“Tell your own story, and you will be interesting.” -Louise Bourgeois

Dennis Sabo is an internationally award winning photographer specializing in contemporary fine art abstract, landscape, and seascape photography.
Did you always plan on being a photographer/Artist?
That’s a great question, and No I don’t think I thought of myself as a photographer even though my minor in college was photography. My first best guess that I might be considered a photographer happened after college.
One of my thesis portfolio images was pasted on a dorm room door a year after I had left the college while revisiting a friend attending. I thought, “Wow this is pretty cool.”
From that point forward the metamorphous continued from shooting as a free-lance underwater photographer to a free-lance newspaper photographer. It wasn’t until 2004 and a trip to Africa that I refined my in camera and post production skills and repositioned my artwork compositions into the fine art genre that I am most known for today.
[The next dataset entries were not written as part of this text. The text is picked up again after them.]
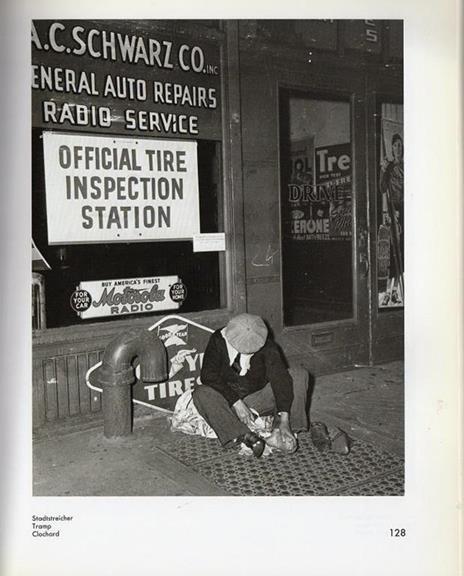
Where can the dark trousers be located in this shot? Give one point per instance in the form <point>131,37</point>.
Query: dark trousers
<point>214,408</point>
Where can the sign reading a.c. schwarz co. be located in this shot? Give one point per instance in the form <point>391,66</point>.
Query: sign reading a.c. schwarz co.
<point>124,77</point>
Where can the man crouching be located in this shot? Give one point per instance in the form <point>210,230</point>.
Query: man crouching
<point>243,370</point>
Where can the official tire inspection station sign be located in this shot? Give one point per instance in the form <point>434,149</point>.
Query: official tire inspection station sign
<point>127,296</point>
<point>108,189</point>
<point>185,342</point>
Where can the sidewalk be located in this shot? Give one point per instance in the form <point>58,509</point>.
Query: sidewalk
<point>73,458</point>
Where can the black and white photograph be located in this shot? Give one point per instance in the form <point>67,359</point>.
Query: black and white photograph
<point>238,282</point>
<point>218,283</point>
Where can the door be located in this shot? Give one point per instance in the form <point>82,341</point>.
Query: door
<point>324,225</point>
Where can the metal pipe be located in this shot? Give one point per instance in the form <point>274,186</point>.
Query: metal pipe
<point>117,373</point>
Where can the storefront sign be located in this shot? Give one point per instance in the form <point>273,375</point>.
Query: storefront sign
<point>122,77</point>
<point>185,342</point>
<point>104,189</point>
<point>126,296</point>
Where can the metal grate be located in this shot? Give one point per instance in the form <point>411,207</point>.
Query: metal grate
<point>365,471</point>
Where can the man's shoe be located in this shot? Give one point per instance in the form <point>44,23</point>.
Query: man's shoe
<point>254,442</point>
<point>320,436</point>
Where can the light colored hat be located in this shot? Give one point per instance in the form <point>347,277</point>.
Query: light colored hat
<point>247,333</point>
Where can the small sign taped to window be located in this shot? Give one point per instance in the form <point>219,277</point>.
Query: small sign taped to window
<point>213,242</point>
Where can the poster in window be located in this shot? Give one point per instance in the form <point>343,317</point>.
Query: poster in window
<point>390,238</point>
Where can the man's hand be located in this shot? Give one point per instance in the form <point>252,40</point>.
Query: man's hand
<point>244,414</point>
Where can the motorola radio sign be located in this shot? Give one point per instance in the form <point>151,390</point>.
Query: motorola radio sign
<point>103,189</point>
<point>126,296</point>
<point>185,342</point>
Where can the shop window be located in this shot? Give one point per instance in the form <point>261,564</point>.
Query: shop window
<point>390,214</point>
<point>316,208</point>
<point>200,272</point>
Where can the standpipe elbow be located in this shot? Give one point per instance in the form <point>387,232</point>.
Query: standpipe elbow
<point>117,363</point>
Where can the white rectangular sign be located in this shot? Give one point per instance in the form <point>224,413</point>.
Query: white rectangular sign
<point>211,242</point>
<point>124,296</point>
<point>107,189</point>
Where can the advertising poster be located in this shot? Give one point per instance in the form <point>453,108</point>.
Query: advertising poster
<point>390,238</point>
<point>333,189</point>
<point>108,189</point>
<point>319,194</point>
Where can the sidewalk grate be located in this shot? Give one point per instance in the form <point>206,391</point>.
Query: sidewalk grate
<point>366,471</point>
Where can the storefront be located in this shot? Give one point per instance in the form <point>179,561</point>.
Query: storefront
<point>206,168</point>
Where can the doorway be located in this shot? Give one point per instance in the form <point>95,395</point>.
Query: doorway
<point>316,208</point>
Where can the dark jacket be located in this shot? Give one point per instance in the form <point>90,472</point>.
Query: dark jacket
<point>266,365</point>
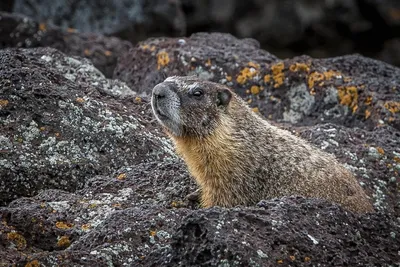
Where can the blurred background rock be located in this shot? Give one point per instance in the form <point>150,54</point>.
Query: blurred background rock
<point>286,28</point>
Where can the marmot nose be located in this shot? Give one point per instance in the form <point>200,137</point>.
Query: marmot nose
<point>161,90</point>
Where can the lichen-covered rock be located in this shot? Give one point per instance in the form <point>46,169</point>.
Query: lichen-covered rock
<point>62,122</point>
<point>288,231</point>
<point>349,90</point>
<point>88,178</point>
<point>21,31</point>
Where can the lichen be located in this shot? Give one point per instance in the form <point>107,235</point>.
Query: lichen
<point>33,263</point>
<point>255,89</point>
<point>3,103</point>
<point>63,241</point>
<point>348,96</point>
<point>17,239</point>
<point>299,67</point>
<point>392,107</point>
<point>278,74</point>
<point>64,225</point>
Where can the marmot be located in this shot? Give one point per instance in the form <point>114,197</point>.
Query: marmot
<point>238,158</point>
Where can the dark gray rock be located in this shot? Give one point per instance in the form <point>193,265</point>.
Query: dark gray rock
<point>23,32</point>
<point>62,122</point>
<point>312,27</point>
<point>109,190</point>
<point>350,90</point>
<point>134,20</point>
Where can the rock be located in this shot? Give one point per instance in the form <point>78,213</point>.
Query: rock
<point>63,122</point>
<point>346,90</point>
<point>21,31</point>
<point>89,179</point>
<point>132,20</point>
<point>315,28</point>
<point>283,231</point>
<point>291,230</point>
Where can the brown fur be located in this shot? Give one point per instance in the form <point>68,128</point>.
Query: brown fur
<point>243,159</point>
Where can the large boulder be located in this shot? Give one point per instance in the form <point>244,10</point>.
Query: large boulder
<point>88,178</point>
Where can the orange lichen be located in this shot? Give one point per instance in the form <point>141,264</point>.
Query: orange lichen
<point>3,103</point>
<point>299,67</point>
<point>392,106</point>
<point>63,241</point>
<point>331,74</point>
<point>253,65</point>
<point>148,47</point>
<point>319,78</point>
<point>245,74</point>
<point>34,263</point>
<point>255,109</point>
<point>86,226</point>
<point>348,95</point>
<point>267,78</point>
<point>162,59</point>
<point>176,204</point>
<point>121,176</point>
<point>277,74</point>
<point>64,225</point>
<point>255,89</point>
<point>367,114</point>
<point>313,78</point>
<point>42,27</point>
<point>368,101</point>
<point>17,239</point>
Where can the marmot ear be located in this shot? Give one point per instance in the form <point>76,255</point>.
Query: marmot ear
<point>224,97</point>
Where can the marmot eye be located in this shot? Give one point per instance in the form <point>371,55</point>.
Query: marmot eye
<point>197,92</point>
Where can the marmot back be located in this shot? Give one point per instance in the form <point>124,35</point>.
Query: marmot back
<point>238,158</point>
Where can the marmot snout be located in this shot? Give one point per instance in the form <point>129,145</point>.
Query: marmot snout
<point>238,158</point>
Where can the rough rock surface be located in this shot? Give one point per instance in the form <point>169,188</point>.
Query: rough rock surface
<point>58,129</point>
<point>350,90</point>
<point>88,178</point>
<point>21,31</point>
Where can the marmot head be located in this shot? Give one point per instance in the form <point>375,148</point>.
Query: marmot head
<point>188,106</point>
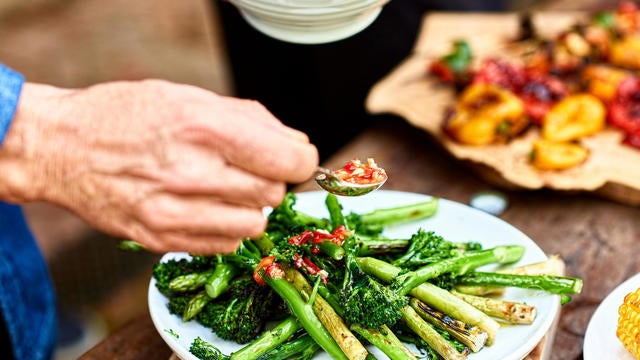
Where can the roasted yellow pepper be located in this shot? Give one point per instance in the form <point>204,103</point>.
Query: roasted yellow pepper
<point>553,155</point>
<point>625,52</point>
<point>486,114</point>
<point>602,81</point>
<point>574,117</point>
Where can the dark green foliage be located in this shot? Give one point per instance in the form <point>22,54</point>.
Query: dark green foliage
<point>427,247</point>
<point>204,350</point>
<point>178,303</point>
<point>284,220</point>
<point>239,315</point>
<point>301,348</point>
<point>369,303</point>
<point>164,272</point>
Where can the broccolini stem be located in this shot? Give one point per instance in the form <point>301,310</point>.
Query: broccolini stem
<point>436,297</point>
<point>195,305</point>
<point>332,250</point>
<point>340,332</point>
<point>268,340</point>
<point>335,211</point>
<point>302,348</point>
<point>554,265</point>
<point>385,340</point>
<point>305,315</point>
<point>218,282</point>
<point>369,246</point>
<point>401,214</point>
<point>512,312</point>
<point>457,266</point>
<point>189,282</point>
<point>472,336</point>
<point>430,335</point>
<point>549,283</point>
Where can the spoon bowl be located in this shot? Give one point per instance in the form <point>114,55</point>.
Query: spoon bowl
<point>332,183</point>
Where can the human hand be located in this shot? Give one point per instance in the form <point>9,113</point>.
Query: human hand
<point>174,167</point>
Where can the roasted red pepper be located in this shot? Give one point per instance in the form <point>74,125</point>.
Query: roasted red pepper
<point>538,91</point>
<point>624,110</point>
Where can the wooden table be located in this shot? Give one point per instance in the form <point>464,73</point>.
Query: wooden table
<point>596,237</point>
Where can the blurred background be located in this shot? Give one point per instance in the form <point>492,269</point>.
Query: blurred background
<point>75,43</point>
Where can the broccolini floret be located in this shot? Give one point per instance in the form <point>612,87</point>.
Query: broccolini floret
<point>204,350</point>
<point>240,315</point>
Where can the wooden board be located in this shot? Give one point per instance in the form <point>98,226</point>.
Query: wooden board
<point>612,170</point>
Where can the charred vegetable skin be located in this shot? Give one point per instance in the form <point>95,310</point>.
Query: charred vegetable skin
<point>597,57</point>
<point>486,114</point>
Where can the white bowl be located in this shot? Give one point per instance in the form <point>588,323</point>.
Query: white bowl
<point>309,21</point>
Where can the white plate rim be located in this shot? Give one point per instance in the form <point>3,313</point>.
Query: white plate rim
<point>162,320</point>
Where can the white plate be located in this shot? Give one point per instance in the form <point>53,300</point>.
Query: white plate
<point>600,341</point>
<point>453,221</point>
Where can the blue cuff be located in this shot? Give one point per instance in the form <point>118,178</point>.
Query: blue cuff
<point>10,86</point>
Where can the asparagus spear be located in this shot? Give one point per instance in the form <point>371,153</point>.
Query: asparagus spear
<point>512,312</point>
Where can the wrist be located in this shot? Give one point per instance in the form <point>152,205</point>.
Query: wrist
<point>23,178</point>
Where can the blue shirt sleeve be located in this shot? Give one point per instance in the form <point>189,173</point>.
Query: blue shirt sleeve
<point>10,87</point>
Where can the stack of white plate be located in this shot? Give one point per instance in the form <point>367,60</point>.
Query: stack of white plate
<point>309,21</point>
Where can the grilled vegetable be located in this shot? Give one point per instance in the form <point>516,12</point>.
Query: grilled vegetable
<point>486,114</point>
<point>628,330</point>
<point>553,155</point>
<point>574,117</point>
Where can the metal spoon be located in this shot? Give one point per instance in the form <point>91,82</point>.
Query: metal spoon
<point>335,185</point>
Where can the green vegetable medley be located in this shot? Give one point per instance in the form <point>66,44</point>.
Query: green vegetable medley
<point>338,285</point>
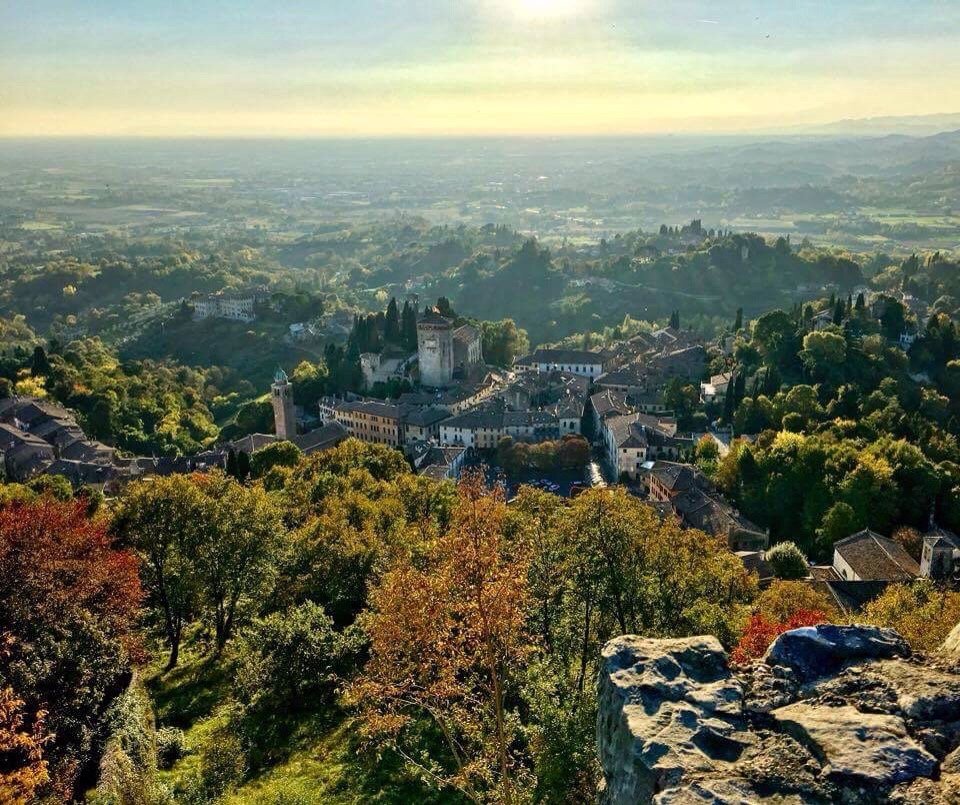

Why do you have a passion for what you do?
My photographic passion is to evoke an emotional experience for the viewer and my collectors. Perhaps it is how the subject is bathed in light, perhaps it is the lines of the subject that draws you in, or simply it is an image that you enjoy viewing.
My interest is in the natural details; how the environment on a particular day, in a particular light, and at a particular moment in time correlates to my personal vision and interpretation of nature.
What do you consider as your strength/specialty?
I challenge myself to capture common subjects that are often overlooked and then refine the photograph into an interpretive collage of color, motion, and textures.
With a global community very much focused on environmental impact and fragile ecosystems, my artwork captures natural images and color with a perspective people easily miss.
Knowing EVERYTHING you know now, where do you see yourself & the world in 5 years?
Where I see myself in 5 years is recording and capturing unique nature events or microcosms of nature while introducing new in-camera and post production techniques to finalize my personal vision of nature.
Where do you get inspiration/influence?
Monet as a painter, Porter as a color photographer and Gerhard Richter as a
painter/photographer that broke conventional rules to do something different.
Share something that people don't usually know about you.
I work very hard to capture the light, motion, and textures of nature. I want my final photograph to put a smile on your face, instill an emotional reaction, or have you keep coming back and saying “Wow; Look at that!
It’s my hope that I accomplish this more times than not. In my free time I continue to think about my next journey and what I can leave this world when I am gone. Good Music and fine wine helps that thought process.
How do you define success?
Success, to me is unattainable. If you ever feel that you are successful than your creative process has ceased and deceased. Like Monet, I constantly think about color as my every day torment and I constantly think where I can push the envelope the next time in the field to create, excite, and entice my wonderful collectors throughout the world.
Words of encouragement for any other creatives or anyone wanting to follow a creative path.
If you are a photographer shoot images that make you happy. Happiness is the beginning point to the fuel which is your own inspiration. If you are happy you will be inspired and your body of work will benefit.